Last week was the first ever Green GB Week, heralded by the UK Government as highlighting ‘the opportunities clean growth offers the UK’, and raising understanding of ‘how business and the public can contribute to tackling climate change.’
There are some fine words in the Government’s Clean Growth Strategy, Industrial Strategy, and 25 Year Plan for the Environment. But why does it seem difficult to make growth ‘green’?
It’s worth reflecting on what is commonly understood as ‘growth’. The US economist Simon Kuznets developed the concept of Gross Domestic Product (GDP) in the late 1930s as a single metric which would rise in ‘good’, and fall in ‘bad’ times: it has since become the primary measure of national economic performance. GDP adds together consumption, investment, government purchases and exports, and deducts imports. This is why government’s ongoing desire is to see us sell more overseas, and import less, so that GDP goes up.
However, suppose I live in a country where industrial production – and the associated exports – are linked to high levels of pollution: shouldn’t the resulting impact on people’s heath be registered negatively? In reality a well-functioning health service or health insurance scheme might boom as a result of pollution. Net exports increase because industry’s costs are kept low (no requirement to reduce pollution), and either government purchases (health service) go up, or consumption rises owing to increasing demand for health insurance. Similarly, consuming ever larger numbers of disposable plastic bottles also has a positive impact on GDP: it only leads to a reduction if there is a decline in tourism or fishing as a result of the host of problems plastic pollution causes in the oceans.
If, on the other hand, you stroll out of your office and into a nature-rich green space, studies suggest that your heart rate might fall and your stress levels will decline. If there is less spending on the health service as a result, government expenditure – and GDP – falls. In short, your wellbeing increases, but GDP declines.
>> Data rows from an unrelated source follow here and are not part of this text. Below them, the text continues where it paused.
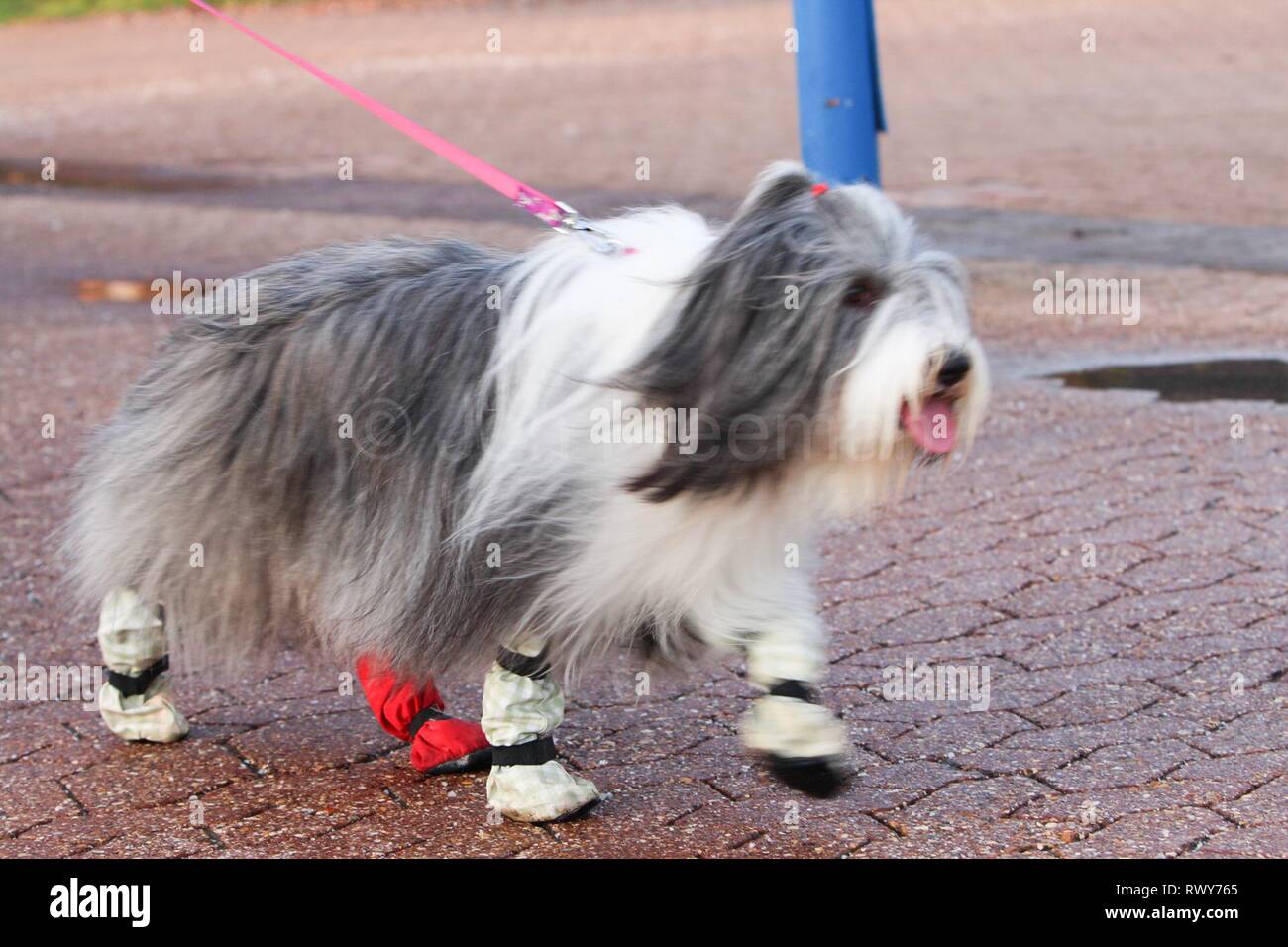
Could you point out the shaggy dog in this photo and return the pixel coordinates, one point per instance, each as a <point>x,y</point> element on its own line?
<point>433,454</point>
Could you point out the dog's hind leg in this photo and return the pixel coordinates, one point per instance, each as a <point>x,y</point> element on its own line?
<point>806,745</point>
<point>522,706</point>
<point>137,701</point>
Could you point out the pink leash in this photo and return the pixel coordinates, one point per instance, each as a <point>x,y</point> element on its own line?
<point>542,206</point>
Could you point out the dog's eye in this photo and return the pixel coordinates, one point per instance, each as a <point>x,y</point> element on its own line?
<point>862,294</point>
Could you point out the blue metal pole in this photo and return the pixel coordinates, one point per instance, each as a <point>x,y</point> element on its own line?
<point>838,89</point>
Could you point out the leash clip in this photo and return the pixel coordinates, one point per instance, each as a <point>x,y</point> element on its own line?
<point>571,222</point>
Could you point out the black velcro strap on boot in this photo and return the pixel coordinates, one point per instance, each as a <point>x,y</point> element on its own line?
<point>798,689</point>
<point>524,754</point>
<point>523,665</point>
<point>134,684</point>
<point>421,719</point>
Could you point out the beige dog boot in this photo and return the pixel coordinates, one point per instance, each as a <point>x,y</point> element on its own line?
<point>522,706</point>
<point>806,745</point>
<point>136,701</point>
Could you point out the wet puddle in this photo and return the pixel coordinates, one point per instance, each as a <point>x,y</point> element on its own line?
<point>1236,379</point>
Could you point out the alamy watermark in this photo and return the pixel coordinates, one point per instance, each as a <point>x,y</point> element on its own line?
<point>178,296</point>
<point>42,684</point>
<point>1078,296</point>
<point>936,684</point>
<point>627,424</point>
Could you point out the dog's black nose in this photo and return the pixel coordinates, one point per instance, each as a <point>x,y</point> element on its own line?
<point>953,368</point>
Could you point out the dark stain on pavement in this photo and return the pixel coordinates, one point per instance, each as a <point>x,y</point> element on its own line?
<point>1235,379</point>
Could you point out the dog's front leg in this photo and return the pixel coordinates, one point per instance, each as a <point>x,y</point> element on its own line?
<point>522,706</point>
<point>136,701</point>
<point>806,745</point>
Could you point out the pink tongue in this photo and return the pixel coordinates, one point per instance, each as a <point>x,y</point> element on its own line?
<point>934,428</point>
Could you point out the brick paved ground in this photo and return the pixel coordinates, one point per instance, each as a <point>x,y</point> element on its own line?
<point>1137,703</point>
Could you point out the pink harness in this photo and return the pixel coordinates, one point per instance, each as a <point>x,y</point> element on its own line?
<point>546,209</point>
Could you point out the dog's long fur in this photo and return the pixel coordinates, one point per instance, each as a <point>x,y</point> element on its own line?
<point>471,502</point>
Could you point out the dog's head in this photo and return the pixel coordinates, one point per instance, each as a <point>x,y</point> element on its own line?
<point>818,331</point>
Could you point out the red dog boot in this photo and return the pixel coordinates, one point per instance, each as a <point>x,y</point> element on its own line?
<point>439,744</point>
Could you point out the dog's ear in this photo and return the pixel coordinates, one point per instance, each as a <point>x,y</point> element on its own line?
<point>777,184</point>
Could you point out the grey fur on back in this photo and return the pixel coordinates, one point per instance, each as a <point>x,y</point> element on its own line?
<point>232,440</point>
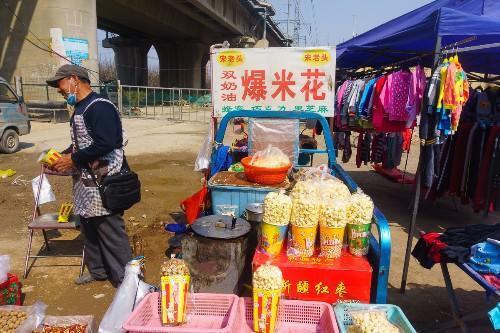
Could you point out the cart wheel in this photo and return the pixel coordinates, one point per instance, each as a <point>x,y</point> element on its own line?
<point>10,142</point>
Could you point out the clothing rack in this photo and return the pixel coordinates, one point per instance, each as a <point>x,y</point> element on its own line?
<point>416,200</point>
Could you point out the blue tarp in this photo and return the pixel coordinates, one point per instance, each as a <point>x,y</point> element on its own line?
<point>416,33</point>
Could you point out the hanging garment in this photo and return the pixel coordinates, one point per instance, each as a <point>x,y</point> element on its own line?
<point>398,89</point>
<point>415,96</point>
<point>358,150</point>
<point>459,156</point>
<point>365,98</point>
<point>482,183</point>
<point>380,122</point>
<point>378,148</point>
<point>407,137</point>
<point>340,94</point>
<point>365,149</point>
<point>347,152</point>
<point>453,245</point>
<point>476,161</point>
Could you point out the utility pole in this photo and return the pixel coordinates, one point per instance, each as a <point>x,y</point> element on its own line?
<point>288,20</point>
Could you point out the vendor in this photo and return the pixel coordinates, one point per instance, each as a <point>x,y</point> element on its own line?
<point>97,143</point>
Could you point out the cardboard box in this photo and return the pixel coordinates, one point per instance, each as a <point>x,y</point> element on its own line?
<point>346,279</point>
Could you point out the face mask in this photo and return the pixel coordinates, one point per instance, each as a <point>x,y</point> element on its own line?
<point>71,98</point>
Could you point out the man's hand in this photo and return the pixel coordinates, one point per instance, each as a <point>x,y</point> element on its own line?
<point>64,164</point>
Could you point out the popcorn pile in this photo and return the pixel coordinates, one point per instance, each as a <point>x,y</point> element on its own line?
<point>371,322</point>
<point>174,267</point>
<point>333,213</point>
<point>268,277</point>
<point>305,213</point>
<point>360,209</point>
<point>277,208</point>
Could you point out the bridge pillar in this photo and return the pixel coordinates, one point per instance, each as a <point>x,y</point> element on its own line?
<point>181,64</point>
<point>131,59</point>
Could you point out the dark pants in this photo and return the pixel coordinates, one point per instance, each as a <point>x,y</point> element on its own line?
<point>107,249</point>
It’s clear that GDP isn’t measuring the quality of our lives, or the environment. There is a movement to change this: Bhutan set out to increase ‘gross national happiness’ in 1972; the UN’s Human Development Index was developed in 1990; and here in the West of England, Happy City has sought to shift the focus away from GDP and to the measurement of wellbeing. The graphic below illustrates the point rather well. It shows a plot of global GDP per capita alongside the Genuine Progress Indicator, which seeks to measure welfare. The graphic shows that above a level of GDP per capita of around $7,000, as GDP has risen, GPI has actually declined: we’re growing, but our growth diminishes welfare by this measure.
Source: Kubiszewski et al (2013)
Combined Authorities have been tasked by Government with increasing Gross Value Added (GVA) - the regional equivalent of GDP - and employment. However, this aim offers no guarantee that we, or the environment, will be healthier as a result.
It is interesting to see how other city regions have broached this issue: in Greater Manchester work, for example, is centred on a low-carbon hub, which as well as addressing issues of greenhouse gas emissions through potentially ambitious new targets, also looks to address air quality, natural capital, and waste and resources – and includes free advice for small and medium-sized enterprises (SMEs). This in itself offers no guarantee that ‘growth’ will be green in Manchester: but if we in the West of England are to develop in a way that improves the lives of our citizens, then we cannot rely on the unadjusted measure of GVA. Indeed, if we do that, then growth may well come at the expense of wellbeing.
As someone born and bred in Bristol, it’s incredibly disappointing that this region seems to I am concerned that this region is at danger of simply be pursuing ‘GVA’, the regional equivalent of GDP, as though it is colour-blind. I want to see our region demonstrate leadership and develop in ways that enhance, rather than impair, the lives of residents. In order to do that, we need to consider different measures of economic performance, including adjusting GVA to reflect the impact of economic activity. This should account for the way in which air quality impairs the health of citizens, and the changes in the health of our natural capital stock, which contributes services to us all ‘for free’. We should understand better the flows of materials through the regional economy to inform how they might be better used, and seek to understand – and the address - the distributional consequences of unequal access to green space, or the effects on different ethnic groups of poor air quality, or of noise.
If we, in the West of England – our businesses and our people – are to fashion a future for the region where people are happy, and in good health, and where the environment thrives, then without some major restructuring of incentives in the economy, the metric of GVA will remain a thoroughly misleading indicator.
We need to take actions to address the potentially dire consequences of climate change, the poor quality of the air we breathe, and the silent loss of biodiversity, and improve the mental and physical health of our residents.
Growth for growth’s sake, as it was once said, is the ideology of the cancer cell. And if the Government is sincere in its view that green growth is the great opportunity of the 21st century, then we need to get serious about seizing it by demonstrating what green growth means right here in Bristol and the West of England. It’s very unlikely to be something that we achieve through the blind pursuit of GVA.